場所柄もあると思うのだが、相当な金持ちも来院する。そしてうちに来る金持ちはおしなべて謙虚で普段を見せびらかす事はない。だが仕事の都合というだけで仮眠のために数十万円はするスイートルームに泊まるとか、近くのあの億ションをキャッシュで買ったとか、聞いてみると皆なかなかすごい。中央区や港区に数十軒もの貸しビルを持っている人もいるし、ウイスキーコレクターの方は100万はくだらないウイスキーを惜しげもなく友達と飲んでいる。そんな日本人を横目に世界にはもっとすごい金持ちがいるらしい。
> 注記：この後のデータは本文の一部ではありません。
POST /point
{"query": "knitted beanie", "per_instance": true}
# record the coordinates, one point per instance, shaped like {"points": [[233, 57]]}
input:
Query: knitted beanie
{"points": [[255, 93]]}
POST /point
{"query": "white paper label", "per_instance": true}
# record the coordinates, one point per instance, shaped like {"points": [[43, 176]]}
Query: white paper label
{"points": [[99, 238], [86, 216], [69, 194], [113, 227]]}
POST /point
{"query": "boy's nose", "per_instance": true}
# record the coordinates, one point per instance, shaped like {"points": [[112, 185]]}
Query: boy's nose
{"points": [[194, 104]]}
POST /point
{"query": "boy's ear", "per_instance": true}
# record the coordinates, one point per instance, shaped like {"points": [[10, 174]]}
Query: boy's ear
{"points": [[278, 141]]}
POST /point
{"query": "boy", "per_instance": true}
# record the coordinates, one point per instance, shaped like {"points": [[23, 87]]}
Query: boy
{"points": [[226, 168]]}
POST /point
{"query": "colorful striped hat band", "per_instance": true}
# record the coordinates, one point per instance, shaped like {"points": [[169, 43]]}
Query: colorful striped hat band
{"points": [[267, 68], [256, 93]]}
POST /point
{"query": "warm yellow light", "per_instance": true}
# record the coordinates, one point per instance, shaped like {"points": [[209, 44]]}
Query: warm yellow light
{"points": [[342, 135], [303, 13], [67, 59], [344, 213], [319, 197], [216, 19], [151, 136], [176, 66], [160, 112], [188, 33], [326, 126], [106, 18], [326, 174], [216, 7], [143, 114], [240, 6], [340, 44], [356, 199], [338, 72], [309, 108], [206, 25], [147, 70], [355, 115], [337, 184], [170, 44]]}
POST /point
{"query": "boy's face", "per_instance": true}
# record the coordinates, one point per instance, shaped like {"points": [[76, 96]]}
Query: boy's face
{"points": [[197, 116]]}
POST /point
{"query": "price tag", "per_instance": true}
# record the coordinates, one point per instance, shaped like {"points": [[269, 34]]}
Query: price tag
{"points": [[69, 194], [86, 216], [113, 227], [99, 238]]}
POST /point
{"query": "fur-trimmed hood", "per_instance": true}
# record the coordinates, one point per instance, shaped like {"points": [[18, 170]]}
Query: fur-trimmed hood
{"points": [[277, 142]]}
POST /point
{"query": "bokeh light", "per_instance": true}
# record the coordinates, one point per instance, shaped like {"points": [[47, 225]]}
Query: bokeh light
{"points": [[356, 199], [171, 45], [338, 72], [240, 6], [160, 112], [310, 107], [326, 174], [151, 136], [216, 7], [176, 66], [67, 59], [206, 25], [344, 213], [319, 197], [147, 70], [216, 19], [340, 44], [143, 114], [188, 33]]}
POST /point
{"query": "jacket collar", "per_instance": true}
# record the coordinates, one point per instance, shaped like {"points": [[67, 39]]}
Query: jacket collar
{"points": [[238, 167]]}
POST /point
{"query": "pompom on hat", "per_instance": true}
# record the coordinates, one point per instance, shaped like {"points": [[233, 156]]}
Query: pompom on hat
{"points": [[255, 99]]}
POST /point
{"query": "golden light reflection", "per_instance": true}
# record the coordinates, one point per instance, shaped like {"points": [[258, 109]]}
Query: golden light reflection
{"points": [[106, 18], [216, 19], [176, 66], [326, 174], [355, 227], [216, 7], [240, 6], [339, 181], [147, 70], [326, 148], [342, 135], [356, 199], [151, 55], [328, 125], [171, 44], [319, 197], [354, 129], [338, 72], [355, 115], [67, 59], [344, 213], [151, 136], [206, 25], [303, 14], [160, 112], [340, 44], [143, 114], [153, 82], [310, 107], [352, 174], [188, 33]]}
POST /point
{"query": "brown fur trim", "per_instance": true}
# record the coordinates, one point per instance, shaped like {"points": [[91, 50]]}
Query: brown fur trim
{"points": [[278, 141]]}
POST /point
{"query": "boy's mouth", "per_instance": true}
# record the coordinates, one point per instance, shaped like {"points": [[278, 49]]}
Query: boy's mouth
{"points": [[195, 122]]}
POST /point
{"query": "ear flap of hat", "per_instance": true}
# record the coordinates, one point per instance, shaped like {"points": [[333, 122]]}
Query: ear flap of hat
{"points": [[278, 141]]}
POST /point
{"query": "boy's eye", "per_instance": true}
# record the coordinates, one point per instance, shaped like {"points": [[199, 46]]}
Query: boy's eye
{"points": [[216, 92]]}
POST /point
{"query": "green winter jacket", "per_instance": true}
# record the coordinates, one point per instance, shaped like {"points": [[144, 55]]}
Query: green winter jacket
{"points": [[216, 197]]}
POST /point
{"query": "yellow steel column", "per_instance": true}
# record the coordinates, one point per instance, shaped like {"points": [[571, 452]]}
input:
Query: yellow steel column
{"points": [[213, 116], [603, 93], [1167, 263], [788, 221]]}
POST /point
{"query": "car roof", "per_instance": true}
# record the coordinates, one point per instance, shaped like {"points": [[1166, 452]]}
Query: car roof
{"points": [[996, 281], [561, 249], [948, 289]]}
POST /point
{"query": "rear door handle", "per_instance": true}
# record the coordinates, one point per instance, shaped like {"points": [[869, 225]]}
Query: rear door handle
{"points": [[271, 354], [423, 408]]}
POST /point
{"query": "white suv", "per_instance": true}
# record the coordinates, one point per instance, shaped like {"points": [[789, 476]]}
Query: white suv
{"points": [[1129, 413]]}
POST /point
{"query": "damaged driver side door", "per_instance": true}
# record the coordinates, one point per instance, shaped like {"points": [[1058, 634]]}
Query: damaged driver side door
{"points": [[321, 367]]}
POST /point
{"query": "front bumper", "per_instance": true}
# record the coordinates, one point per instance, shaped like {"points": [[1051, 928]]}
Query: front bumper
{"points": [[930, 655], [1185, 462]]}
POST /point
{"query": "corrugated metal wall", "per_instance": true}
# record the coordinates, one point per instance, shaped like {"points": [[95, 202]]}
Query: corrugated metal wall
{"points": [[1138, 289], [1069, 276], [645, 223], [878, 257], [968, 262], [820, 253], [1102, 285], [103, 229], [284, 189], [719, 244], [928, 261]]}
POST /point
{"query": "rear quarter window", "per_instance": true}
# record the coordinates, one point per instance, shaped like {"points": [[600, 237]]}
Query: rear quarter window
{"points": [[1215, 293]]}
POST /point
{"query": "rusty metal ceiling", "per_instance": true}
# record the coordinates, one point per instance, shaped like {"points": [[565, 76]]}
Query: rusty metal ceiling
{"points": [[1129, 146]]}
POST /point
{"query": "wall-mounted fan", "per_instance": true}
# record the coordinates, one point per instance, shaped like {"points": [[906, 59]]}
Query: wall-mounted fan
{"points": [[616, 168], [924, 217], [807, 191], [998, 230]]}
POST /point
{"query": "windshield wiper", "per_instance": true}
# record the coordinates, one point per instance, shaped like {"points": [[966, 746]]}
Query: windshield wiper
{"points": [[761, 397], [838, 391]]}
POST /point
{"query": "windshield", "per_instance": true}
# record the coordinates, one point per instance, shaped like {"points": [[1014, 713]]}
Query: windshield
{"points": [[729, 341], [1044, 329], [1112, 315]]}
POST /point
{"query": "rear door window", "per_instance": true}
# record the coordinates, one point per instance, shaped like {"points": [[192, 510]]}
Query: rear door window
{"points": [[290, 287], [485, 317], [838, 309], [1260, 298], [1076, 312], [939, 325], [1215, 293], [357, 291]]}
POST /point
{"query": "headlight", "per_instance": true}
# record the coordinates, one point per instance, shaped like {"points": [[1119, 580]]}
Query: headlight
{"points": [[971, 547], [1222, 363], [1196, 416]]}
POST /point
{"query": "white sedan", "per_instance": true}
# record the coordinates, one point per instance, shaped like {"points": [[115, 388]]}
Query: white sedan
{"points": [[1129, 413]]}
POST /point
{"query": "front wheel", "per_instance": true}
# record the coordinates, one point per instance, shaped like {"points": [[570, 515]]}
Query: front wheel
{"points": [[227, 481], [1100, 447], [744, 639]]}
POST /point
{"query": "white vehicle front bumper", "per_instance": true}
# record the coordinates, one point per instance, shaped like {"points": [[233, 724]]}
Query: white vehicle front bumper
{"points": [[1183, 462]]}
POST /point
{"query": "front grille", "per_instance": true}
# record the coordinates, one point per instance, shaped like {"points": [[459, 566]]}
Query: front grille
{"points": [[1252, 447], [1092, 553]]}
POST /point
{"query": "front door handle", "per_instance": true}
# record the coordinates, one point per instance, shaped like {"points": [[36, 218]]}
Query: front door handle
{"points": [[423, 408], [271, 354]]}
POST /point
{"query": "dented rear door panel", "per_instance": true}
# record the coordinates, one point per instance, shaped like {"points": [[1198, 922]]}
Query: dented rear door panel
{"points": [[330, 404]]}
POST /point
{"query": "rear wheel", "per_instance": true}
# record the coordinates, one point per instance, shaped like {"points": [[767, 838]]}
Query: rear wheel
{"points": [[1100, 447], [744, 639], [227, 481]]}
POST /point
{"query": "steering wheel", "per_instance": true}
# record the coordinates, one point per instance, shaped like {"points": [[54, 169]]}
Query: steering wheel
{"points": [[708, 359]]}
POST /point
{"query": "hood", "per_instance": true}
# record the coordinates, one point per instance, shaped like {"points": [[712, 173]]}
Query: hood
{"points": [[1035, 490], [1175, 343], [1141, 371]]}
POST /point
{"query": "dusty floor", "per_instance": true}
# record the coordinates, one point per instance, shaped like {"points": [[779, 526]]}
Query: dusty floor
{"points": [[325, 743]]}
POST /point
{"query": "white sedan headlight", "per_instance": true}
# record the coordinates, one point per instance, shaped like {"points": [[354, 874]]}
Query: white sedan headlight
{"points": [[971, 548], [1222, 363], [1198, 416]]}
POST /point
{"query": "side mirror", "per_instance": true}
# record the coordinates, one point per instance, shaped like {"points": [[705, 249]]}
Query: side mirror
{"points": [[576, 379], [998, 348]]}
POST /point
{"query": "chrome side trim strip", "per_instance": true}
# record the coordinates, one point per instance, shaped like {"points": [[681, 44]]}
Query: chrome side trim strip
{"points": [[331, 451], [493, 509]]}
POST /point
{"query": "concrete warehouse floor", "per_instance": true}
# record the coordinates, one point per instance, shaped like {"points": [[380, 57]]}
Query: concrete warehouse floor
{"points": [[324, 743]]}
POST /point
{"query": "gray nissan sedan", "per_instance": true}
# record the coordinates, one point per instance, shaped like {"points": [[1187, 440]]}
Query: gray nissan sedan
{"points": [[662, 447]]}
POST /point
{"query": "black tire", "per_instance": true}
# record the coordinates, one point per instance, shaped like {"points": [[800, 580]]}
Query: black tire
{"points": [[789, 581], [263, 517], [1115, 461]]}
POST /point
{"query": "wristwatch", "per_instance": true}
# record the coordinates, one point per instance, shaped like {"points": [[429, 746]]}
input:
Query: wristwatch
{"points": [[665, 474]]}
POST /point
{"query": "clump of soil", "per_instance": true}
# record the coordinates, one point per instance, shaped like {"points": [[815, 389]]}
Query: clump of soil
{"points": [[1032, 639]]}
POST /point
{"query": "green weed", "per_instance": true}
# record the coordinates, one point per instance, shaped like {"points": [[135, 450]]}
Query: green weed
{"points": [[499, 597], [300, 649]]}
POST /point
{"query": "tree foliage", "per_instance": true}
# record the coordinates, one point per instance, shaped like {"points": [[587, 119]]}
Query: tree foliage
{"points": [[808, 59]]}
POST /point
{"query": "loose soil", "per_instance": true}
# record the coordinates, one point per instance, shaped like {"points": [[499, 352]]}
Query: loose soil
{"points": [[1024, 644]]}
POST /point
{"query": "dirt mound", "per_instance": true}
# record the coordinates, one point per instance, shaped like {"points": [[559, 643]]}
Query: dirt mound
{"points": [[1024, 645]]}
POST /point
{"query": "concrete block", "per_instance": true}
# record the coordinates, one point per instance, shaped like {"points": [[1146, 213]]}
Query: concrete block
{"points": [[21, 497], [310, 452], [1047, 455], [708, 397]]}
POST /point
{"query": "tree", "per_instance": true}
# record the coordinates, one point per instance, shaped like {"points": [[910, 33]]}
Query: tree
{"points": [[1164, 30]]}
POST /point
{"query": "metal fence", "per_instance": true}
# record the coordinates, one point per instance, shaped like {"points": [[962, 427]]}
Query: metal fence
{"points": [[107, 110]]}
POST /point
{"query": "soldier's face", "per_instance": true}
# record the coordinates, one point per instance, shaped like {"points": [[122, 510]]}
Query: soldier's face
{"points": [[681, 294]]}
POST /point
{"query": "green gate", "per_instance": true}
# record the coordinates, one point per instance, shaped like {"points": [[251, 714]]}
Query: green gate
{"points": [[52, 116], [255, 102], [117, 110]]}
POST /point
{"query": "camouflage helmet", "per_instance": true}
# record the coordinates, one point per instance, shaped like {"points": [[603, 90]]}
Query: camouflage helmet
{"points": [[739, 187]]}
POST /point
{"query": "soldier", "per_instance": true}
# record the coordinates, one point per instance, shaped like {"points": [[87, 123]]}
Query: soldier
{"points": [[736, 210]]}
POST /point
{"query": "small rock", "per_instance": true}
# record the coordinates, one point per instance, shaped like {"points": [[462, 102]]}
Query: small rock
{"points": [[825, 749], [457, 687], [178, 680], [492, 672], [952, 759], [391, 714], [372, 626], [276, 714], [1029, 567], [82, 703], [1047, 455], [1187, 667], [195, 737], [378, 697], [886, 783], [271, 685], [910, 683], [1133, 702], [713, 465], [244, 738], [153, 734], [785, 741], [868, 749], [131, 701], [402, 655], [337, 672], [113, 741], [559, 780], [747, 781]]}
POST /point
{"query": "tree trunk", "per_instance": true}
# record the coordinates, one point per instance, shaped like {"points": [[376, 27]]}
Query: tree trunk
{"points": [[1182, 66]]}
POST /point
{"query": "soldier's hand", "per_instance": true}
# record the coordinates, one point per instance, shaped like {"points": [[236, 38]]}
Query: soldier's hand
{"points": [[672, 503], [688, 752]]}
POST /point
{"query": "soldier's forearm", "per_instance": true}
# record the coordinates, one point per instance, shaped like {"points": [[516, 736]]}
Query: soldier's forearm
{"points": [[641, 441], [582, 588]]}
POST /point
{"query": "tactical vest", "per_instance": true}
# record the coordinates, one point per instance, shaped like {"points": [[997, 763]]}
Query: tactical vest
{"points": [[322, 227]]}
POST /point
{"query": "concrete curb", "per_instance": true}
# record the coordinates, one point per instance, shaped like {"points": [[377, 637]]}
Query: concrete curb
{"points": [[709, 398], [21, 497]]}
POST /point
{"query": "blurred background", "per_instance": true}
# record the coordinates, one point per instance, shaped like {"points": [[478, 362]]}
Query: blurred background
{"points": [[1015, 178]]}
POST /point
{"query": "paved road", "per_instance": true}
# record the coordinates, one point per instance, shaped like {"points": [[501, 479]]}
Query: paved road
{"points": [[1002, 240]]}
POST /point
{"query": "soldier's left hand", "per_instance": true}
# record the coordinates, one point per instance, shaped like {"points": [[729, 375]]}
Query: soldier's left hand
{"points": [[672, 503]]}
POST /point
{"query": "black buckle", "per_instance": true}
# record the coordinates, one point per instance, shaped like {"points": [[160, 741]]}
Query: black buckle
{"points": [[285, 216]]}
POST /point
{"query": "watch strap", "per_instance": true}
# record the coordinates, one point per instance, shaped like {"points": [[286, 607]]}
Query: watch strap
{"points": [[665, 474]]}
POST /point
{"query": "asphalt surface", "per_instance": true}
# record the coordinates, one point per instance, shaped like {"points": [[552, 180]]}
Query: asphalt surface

超個人的に世界のビップ相手の旅行代理店的な仕事をしてる方がいる。長らく仕事の内容を知らずビップのアテンドだけをする方だと思っていた。先日仕事内容を聞く機会があり、クライアントに合わせて一流の演奏家を用意したり、そのお子さんのためだけにこれまた一流のマジシャンに来てもらったり、旅行代理店というよりエンターテイメントを相手に合わせて提供するのが仕事だとのこと。この事を何年も来院しているのに初めて知った。クライアントの時間マネージメントだけでなく、会場や演者とのやり取りもほぼ一人で行う、それも抱えるクライアントの予定作成はいつも複数同時進行、ミスが起きないよう細かくチェックしても、どっちのミスだかわからないようなダブルブッキングもしばしば起きるという。そんな顛末が重なり、ほとほとに疲れ切った時にだけ来院する。
それで仕事量を減らすべく、紹介は受付ないようにしたいとの事だが、かなり優秀な方なのだろう、海外の方々からの紹介が後をたたない。あまりにも大変でその連絡に出ないようにしていたら、何度も依頼を受けている紹介者からの催促の連絡。すでにパンパンな仕事量は減らせず、あまりにも特殊な仕事で人にも任せられない。そんな仕事のトラブルに管理している不動産トラブルが重なり、今回の疲労度はこれまでで最高だった。
そんな彼女を心配してか、知り合いが新しく建てたホテルのスイートに泊まりに来いと誘ってくれた。それで行ってきたら、そこにはプライベートプールがあった。早朝より泳いで久しぶりにリラックス。ついでに都内の眺望も満喫。誰もいないプライベートな空間で入るプール、そして都内らしからぬ足元に広がる渋谷界隈の広大な緑。この癒し、この風景に生きていけそうな気がする。だから赤坂からこの辺に引っ越そうと考えていると言う。
対照的な私の癒し、使うお金も走行距離も先に決め、縛りを設けてただ歩くだけのランニングにウォーキング。「全くおおしたさんは10日も治療院を空けて瞑想するだの、意味なくそこここを徘徊するだの、ほんと貧乏人にありがちな非建設的暇つぶしが好きだよね」と揶揄しつつも話を喜んでくれる。
一回の治療が1時間弱。色んな金持ちと接して、その生き方はおおよそ正反対だ。何を自らが選ぶかは人それぞれ、自らが選んだもの、選ばされたものを尊いと思えば、足元に幸せを見つける事ができると思う。人生思うようにいかなかったからこそ、ひねくれながらも探し続けている生ききるためのヒント。彼らの生き方にもヒントをもらいつつ、人間の幅を広げていきたい。苦しくもやりがいのある仕事を乗り切るために必要な癒しの一つとして当院を選んでくれた有難さ。私は人生の終末に入り、人生のダウンサイズに喜びを見い出し始めているのだが、互いの相手へのリスペクトが自分への応援と感じる適当な会話に大いに刺激をもらう毎日。相手はどう思っているかわからないが、私は自らの道をまい進したいと、人の話を聞いて思いを強くする。感謝しかない。